Of course, everybody needs something a little different to break up the day-to-day routine, and I suppose writing books was my difference; my escape. Not that I wanted to escape, as such. I did and still do like my calm little reality. But writing books was a way of living a different life through somebody else’s eyes. A life you can walk away from whenever you want to just by snapping shut the laptop. However, I haven’t written anything new (other than this blog) since the summer of 2017. I haven’t wanted to. I see other writers finish one book, and instantly start on a new and completely different one. And I think, wow, how were you inspired to create something else so quickly? I just want to eat cake and drink coffee. But I’d like to think that writing a new novel/play/screenplay in 2018 is on the cards. Currently, I am still not inspired to make a start, but maybe that’s because my life has become so safe that there aren’t any new experiences to write about or weave into a story. Maybe my quiet life is the cause of the (dare I say it) block. Which is a shame, because my quiet life is super secure and comfortable – and I enjoy it.

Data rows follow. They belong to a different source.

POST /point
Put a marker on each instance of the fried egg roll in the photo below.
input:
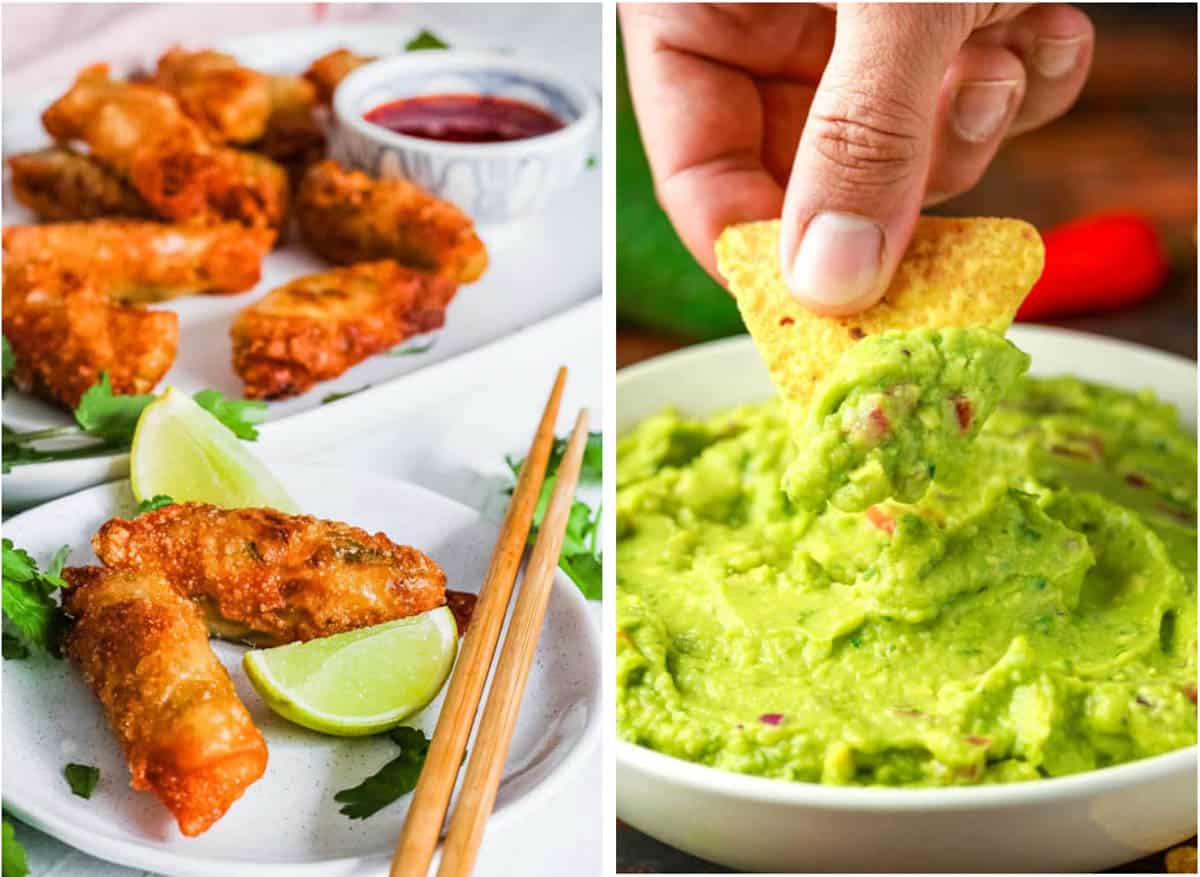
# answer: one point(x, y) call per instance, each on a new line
point(139, 132)
point(59, 184)
point(135, 260)
point(330, 68)
point(144, 653)
point(267, 578)
point(64, 331)
point(317, 326)
point(229, 102)
point(347, 216)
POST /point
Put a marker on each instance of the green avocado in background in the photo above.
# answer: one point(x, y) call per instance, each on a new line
point(659, 286)
point(1030, 612)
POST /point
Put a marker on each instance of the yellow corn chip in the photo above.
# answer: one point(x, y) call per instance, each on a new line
point(957, 272)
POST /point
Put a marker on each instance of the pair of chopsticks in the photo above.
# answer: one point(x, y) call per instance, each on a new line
point(419, 839)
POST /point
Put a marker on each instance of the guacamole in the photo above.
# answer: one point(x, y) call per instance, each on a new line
point(1023, 608)
point(898, 407)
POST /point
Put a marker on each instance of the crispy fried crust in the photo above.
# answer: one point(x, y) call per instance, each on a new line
point(250, 188)
point(348, 217)
point(268, 578)
point(293, 137)
point(231, 103)
point(64, 331)
point(133, 260)
point(317, 326)
point(63, 185)
point(144, 652)
point(141, 132)
point(59, 184)
point(330, 68)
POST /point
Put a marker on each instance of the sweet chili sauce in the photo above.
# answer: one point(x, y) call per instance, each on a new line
point(463, 118)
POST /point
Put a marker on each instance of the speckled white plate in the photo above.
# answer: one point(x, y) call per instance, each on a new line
point(537, 269)
point(287, 823)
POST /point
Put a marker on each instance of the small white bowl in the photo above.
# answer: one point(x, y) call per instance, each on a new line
point(495, 182)
point(1077, 823)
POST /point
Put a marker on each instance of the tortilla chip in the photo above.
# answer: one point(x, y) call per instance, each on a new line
point(1181, 860)
point(957, 272)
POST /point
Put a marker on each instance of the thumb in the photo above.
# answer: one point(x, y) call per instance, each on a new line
point(859, 172)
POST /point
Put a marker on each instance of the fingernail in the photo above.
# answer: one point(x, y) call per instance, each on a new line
point(838, 263)
point(981, 108)
point(1055, 56)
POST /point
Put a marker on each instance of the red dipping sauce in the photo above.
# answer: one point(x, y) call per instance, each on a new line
point(463, 118)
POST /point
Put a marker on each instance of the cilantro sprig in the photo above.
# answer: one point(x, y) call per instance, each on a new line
point(29, 608)
point(156, 502)
point(111, 419)
point(393, 781)
point(424, 41)
point(82, 779)
point(15, 864)
point(581, 558)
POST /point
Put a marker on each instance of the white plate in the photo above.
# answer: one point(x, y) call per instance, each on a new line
point(287, 823)
point(1077, 823)
point(537, 269)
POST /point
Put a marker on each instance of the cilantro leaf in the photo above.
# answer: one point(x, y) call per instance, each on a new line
point(393, 781)
point(586, 571)
point(9, 362)
point(240, 415)
point(27, 596)
point(13, 856)
point(13, 648)
point(413, 349)
point(579, 559)
point(156, 502)
point(82, 779)
point(336, 396)
point(105, 415)
point(424, 41)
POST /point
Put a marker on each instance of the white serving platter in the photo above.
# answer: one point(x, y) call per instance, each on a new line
point(287, 823)
point(538, 269)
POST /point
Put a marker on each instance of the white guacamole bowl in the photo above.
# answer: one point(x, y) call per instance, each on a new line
point(1077, 823)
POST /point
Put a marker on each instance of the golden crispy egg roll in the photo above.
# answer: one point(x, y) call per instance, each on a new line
point(229, 102)
point(135, 260)
point(294, 137)
point(317, 326)
point(347, 217)
point(59, 184)
point(144, 653)
point(267, 578)
point(141, 133)
point(64, 331)
point(330, 68)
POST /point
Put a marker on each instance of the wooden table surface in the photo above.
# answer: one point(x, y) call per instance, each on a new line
point(1131, 142)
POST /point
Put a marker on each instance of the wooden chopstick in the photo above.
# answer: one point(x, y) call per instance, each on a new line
point(483, 779)
point(423, 826)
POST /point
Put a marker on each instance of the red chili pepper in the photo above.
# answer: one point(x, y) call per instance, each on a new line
point(1095, 264)
point(882, 520)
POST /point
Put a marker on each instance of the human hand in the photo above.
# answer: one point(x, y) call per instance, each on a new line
point(844, 122)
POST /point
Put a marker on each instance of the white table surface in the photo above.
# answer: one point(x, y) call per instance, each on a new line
point(455, 442)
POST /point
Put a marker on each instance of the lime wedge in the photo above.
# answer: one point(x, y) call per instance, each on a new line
point(183, 451)
point(361, 682)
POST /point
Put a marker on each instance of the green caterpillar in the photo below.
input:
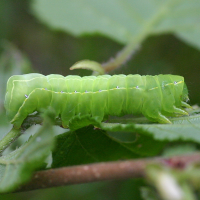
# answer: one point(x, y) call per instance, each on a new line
point(156, 97)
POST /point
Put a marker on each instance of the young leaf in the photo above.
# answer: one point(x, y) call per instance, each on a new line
point(87, 145)
point(183, 128)
point(123, 20)
point(17, 167)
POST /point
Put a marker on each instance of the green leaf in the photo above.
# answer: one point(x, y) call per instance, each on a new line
point(88, 145)
point(183, 128)
point(125, 20)
point(17, 167)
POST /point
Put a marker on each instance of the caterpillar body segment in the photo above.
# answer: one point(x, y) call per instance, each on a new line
point(156, 97)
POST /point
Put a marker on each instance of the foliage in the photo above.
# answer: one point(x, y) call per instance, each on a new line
point(130, 23)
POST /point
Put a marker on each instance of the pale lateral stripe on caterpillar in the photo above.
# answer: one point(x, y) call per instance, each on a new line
point(154, 96)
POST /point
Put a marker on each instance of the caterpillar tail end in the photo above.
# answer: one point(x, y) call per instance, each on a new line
point(184, 104)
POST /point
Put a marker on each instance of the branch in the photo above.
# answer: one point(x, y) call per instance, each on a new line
point(102, 171)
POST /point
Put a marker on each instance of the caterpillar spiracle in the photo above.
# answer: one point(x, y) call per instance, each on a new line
point(156, 97)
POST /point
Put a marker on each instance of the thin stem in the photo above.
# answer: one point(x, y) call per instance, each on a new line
point(103, 171)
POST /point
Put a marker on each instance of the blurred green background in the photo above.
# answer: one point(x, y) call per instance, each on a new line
point(51, 51)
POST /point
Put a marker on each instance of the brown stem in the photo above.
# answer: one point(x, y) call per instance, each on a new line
point(102, 171)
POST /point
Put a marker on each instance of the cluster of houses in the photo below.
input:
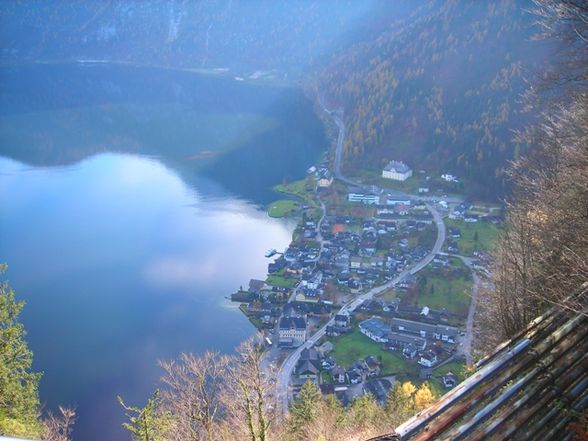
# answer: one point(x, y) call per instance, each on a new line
point(410, 338)
point(397, 171)
point(346, 383)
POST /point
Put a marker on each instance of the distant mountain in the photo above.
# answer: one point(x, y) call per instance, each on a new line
point(264, 34)
point(432, 82)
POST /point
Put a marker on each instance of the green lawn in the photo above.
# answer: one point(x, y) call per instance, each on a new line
point(280, 279)
point(449, 291)
point(468, 243)
point(354, 346)
point(299, 189)
point(282, 208)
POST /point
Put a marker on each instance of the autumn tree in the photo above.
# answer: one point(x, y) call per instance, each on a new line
point(150, 423)
point(59, 427)
point(305, 407)
point(542, 254)
point(193, 394)
point(249, 398)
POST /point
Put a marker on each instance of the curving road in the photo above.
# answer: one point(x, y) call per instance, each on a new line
point(285, 371)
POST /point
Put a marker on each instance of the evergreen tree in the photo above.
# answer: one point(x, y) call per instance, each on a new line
point(423, 397)
point(19, 397)
point(306, 405)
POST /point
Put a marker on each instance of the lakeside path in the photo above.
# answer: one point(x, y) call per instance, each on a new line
point(287, 367)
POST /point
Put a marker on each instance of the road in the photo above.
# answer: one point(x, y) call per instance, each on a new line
point(285, 371)
point(287, 367)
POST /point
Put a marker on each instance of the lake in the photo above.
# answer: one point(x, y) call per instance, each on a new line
point(132, 203)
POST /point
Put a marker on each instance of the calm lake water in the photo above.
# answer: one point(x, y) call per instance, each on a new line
point(131, 205)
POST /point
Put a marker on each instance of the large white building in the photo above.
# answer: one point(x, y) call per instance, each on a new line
point(397, 170)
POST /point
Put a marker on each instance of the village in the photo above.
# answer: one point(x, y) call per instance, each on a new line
point(350, 240)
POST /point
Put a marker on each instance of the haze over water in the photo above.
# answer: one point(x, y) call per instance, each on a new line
point(124, 254)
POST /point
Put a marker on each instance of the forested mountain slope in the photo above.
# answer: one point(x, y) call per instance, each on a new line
point(440, 90)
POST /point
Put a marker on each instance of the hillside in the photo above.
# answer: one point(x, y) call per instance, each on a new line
point(440, 90)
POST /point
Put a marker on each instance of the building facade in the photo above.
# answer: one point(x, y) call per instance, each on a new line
point(397, 170)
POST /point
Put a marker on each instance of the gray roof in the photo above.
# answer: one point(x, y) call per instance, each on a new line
point(292, 323)
point(416, 327)
point(407, 339)
point(375, 326)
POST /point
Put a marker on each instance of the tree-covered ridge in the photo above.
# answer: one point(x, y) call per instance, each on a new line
point(440, 89)
point(20, 408)
point(264, 34)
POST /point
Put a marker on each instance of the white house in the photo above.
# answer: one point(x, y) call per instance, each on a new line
point(325, 179)
point(375, 329)
point(292, 331)
point(397, 170)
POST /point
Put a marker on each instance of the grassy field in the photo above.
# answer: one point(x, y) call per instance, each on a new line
point(354, 346)
point(486, 233)
point(299, 189)
point(441, 291)
point(281, 280)
point(282, 208)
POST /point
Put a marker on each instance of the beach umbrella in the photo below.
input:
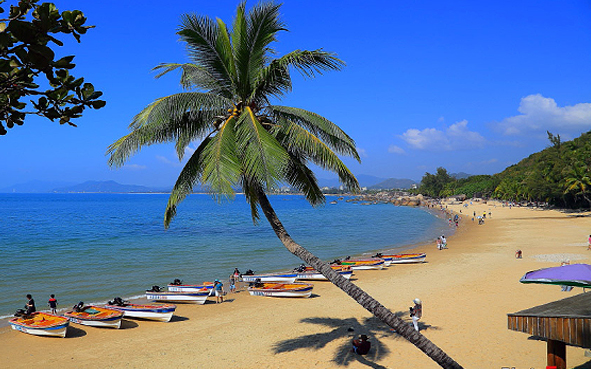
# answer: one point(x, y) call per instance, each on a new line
point(576, 275)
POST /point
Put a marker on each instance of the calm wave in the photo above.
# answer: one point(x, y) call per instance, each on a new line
point(93, 247)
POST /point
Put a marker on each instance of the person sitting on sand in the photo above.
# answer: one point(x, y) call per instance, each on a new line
point(361, 346)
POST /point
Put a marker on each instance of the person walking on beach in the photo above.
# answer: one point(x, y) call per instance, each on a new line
point(218, 289)
point(30, 305)
point(416, 313)
point(52, 304)
point(361, 346)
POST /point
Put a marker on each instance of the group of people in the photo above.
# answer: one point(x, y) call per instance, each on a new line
point(361, 345)
point(30, 307)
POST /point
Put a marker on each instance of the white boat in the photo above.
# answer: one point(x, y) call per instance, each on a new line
point(271, 277)
point(189, 287)
point(41, 324)
point(314, 275)
point(161, 313)
point(281, 290)
point(196, 297)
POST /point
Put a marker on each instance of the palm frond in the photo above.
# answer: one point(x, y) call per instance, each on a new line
point(187, 179)
point(174, 107)
point(319, 126)
point(306, 145)
point(263, 158)
point(201, 34)
point(194, 76)
point(222, 165)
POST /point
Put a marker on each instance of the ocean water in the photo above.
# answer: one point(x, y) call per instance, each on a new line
point(93, 247)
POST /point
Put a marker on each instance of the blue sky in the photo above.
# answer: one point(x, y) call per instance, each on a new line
point(471, 86)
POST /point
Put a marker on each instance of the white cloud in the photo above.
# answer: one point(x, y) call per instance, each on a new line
point(455, 137)
point(393, 149)
point(134, 167)
point(539, 113)
point(167, 161)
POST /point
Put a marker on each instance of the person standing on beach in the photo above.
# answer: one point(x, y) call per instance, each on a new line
point(416, 313)
point(218, 289)
point(361, 346)
point(30, 306)
point(52, 304)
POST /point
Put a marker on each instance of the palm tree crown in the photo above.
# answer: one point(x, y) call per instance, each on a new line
point(244, 139)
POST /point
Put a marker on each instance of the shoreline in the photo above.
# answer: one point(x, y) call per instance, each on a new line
point(467, 290)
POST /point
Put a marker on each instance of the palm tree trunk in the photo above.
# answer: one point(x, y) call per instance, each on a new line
point(365, 300)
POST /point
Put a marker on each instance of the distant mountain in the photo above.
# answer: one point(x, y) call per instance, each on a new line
point(34, 187)
point(105, 187)
point(392, 183)
point(364, 181)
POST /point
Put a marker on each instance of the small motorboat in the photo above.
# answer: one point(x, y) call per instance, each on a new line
point(405, 258)
point(311, 274)
point(194, 297)
point(41, 324)
point(364, 264)
point(189, 287)
point(161, 312)
point(95, 316)
point(281, 289)
point(271, 277)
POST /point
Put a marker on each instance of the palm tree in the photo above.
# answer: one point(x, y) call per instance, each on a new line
point(578, 181)
point(244, 139)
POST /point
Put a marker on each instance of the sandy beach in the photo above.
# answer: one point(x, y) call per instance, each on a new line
point(467, 291)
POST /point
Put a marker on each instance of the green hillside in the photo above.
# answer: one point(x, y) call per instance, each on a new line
point(559, 175)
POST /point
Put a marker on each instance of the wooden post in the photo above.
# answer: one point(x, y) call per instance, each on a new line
point(557, 354)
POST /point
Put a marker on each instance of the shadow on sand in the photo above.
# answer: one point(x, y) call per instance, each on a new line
point(343, 331)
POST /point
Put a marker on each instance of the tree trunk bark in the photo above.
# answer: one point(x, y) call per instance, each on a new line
point(381, 312)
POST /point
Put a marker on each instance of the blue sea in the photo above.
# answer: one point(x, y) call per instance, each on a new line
point(93, 247)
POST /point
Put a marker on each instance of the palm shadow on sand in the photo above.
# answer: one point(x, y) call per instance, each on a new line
point(343, 331)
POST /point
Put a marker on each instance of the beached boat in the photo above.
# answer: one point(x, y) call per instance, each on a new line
point(189, 287)
point(194, 297)
point(405, 258)
point(311, 274)
point(96, 316)
point(364, 264)
point(281, 289)
point(41, 324)
point(271, 277)
point(161, 312)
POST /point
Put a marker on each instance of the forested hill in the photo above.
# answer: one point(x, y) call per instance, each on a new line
point(559, 175)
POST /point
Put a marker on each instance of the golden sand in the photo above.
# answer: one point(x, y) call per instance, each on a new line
point(466, 290)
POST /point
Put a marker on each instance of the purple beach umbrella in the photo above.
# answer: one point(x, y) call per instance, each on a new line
point(576, 275)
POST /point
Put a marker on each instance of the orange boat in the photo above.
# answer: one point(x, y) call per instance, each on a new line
point(96, 316)
point(41, 324)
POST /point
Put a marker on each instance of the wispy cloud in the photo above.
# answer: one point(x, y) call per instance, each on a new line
point(167, 161)
point(455, 137)
point(393, 149)
point(539, 113)
point(134, 167)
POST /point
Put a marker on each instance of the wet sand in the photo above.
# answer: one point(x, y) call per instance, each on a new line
point(467, 291)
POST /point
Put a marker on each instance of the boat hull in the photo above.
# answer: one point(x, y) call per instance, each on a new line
point(406, 258)
point(317, 276)
point(162, 313)
point(271, 278)
point(35, 325)
point(282, 290)
point(364, 264)
point(187, 297)
point(96, 316)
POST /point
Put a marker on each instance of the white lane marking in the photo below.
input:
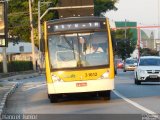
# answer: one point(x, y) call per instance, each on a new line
point(134, 103)
point(34, 87)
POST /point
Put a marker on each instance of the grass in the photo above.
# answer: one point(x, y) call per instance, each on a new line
point(1, 85)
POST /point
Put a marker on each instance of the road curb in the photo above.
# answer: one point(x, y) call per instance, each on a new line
point(6, 95)
point(12, 90)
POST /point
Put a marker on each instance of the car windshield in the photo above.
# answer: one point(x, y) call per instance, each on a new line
point(149, 62)
point(131, 61)
point(78, 50)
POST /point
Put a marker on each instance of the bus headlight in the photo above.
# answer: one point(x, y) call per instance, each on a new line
point(105, 75)
point(56, 78)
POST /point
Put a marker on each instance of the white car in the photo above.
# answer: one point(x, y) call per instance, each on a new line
point(148, 69)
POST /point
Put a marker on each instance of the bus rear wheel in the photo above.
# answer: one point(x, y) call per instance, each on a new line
point(53, 98)
point(106, 95)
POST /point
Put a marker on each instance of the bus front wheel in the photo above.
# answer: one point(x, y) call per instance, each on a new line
point(105, 94)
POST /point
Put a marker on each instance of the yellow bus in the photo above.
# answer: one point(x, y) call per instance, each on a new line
point(79, 57)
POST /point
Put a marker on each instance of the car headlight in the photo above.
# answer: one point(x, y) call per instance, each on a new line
point(105, 75)
point(56, 78)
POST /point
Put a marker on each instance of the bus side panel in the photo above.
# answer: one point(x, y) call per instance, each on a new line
point(81, 86)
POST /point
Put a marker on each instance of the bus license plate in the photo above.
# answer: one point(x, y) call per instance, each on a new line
point(81, 84)
point(153, 76)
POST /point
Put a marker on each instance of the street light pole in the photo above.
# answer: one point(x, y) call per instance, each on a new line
point(32, 36)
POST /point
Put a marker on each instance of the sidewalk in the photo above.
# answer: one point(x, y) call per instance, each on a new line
point(8, 85)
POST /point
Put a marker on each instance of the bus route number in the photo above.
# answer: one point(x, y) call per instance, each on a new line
point(90, 74)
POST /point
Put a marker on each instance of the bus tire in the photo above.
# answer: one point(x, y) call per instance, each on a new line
point(53, 98)
point(136, 81)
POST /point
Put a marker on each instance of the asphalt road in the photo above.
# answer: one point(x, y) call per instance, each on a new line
point(127, 98)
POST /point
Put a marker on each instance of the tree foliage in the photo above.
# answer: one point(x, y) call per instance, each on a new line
point(18, 16)
point(102, 6)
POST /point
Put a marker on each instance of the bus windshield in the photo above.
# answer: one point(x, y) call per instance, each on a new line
point(78, 50)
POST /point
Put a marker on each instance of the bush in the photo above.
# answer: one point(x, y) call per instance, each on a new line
point(16, 66)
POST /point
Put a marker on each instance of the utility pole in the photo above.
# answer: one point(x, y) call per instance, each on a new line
point(5, 70)
point(125, 29)
point(32, 35)
point(4, 33)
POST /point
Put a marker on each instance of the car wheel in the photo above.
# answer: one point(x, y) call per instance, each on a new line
point(53, 98)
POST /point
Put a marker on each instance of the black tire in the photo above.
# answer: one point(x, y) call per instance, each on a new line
point(106, 95)
point(136, 81)
point(53, 98)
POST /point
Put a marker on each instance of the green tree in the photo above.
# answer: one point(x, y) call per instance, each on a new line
point(148, 51)
point(124, 46)
point(18, 17)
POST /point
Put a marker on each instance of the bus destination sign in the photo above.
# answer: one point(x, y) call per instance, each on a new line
point(74, 26)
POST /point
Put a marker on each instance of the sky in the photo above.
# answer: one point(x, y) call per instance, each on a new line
point(144, 12)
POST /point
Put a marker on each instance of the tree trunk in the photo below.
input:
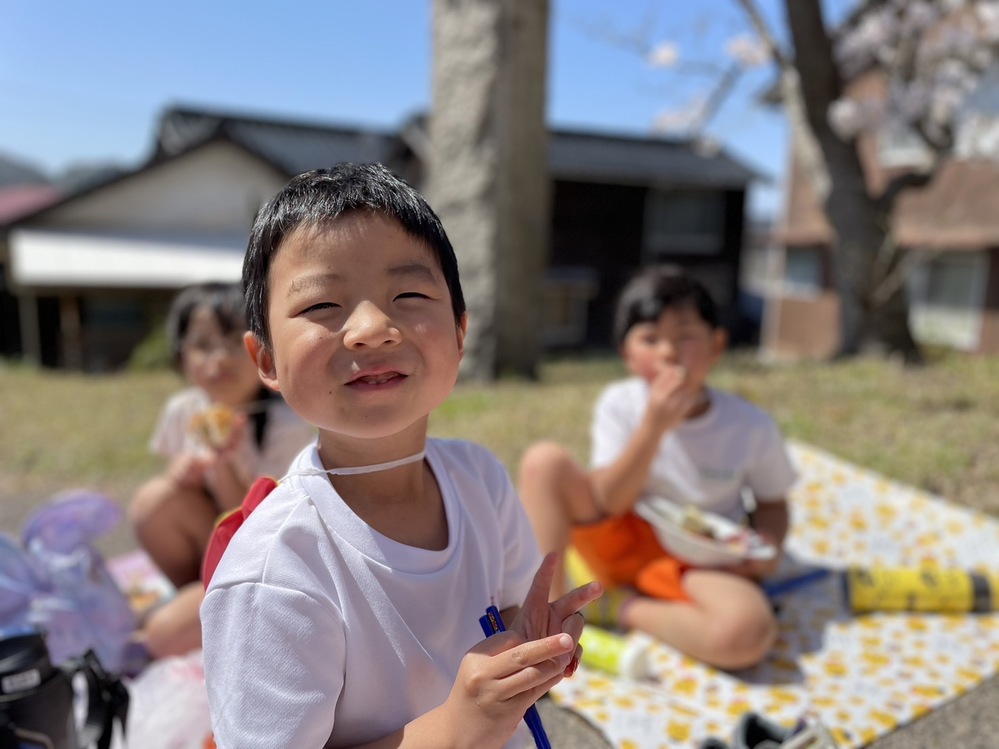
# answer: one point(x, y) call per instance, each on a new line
point(488, 176)
point(859, 222)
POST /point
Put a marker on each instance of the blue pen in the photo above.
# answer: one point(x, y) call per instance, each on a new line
point(491, 624)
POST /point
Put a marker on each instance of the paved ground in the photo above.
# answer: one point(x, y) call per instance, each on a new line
point(970, 722)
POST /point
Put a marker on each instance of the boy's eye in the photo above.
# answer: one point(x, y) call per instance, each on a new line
point(319, 306)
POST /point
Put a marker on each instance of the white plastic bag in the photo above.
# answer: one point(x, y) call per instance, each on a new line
point(169, 706)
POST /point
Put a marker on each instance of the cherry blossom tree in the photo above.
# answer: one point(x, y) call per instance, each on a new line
point(933, 54)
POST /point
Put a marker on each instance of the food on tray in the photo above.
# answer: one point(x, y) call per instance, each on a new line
point(213, 426)
point(694, 520)
point(702, 537)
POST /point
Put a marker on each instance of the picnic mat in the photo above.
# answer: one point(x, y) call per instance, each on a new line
point(861, 675)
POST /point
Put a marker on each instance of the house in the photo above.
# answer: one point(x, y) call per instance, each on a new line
point(93, 273)
point(949, 225)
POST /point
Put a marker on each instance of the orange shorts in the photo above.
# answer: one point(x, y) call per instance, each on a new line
point(624, 551)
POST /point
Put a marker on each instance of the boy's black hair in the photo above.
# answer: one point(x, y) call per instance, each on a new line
point(319, 197)
point(655, 290)
point(223, 300)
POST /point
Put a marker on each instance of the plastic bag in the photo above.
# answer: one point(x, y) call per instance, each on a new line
point(54, 579)
point(169, 706)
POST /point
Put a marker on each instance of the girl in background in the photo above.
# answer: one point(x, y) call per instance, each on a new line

Like I said, changes in daily activities will invariably bring changes in people. But this year, I’d also like to make the most of the people who already exist in my life too. I am truly terrible when it comes to taking friends and family for granted. I, who should know better. I, who have had to learn the hard way that the people you care about won’t always be around. And yet there are still people I don’t see year-in, year-out, and I can only put that down to my debilitating apathy. Yes, that’s what it is – apathy. And another thing, my husband and I need to go out on the town by ourselves more. We have a babysitter on hand at all times (my seventeen-and-a-half-year-old), but we hardly ever ask her because we’re too lazy. And she’ll be at Uni by the end of next year, so time is running out on that score. Look, all I’m saying is I’m forty-six; I’m over halfway through my life. By now, I ought to have started doing some of the things on my bucket list. I don’t even have a bucket list! Why don’t I have a bucket list…?
To you, none of this may be classed as ‘living dangerously’. But for me, well, I’ve been playing it safe for far too long, and any change is a big deal. I’m not about to start riding a motorbike or take up base-jumping or eating cooked rice that’s two days old or anything. I enjoy being alive and I’m still a parent, and I think some risks just invite trouble. Let’s be clear, I haven’t altered my personality, and I don’t plan to. I’m still a bit boring and I make no apologies for it. I’m still going to relish those cosy nights sitting comatosed (did you know comatosed is only a word in the urban dictionary? Me either) on the sofa – we all need some downtime. But they say that change is as good as a rest (I can’t see how, rest is bloody awesome!), so maybe it’s time to start changing – living. Even if that means I’m not really enjoying myself, at least not at first anyway. Oh well, here goes. So, lastly and not leastly (not a real word), Happy New Year blog-friends. Let’s hope it’s a good one, without any fear. Well, maybe some fear, or we’d still be stuck in our comfort zones, wouldn’t we?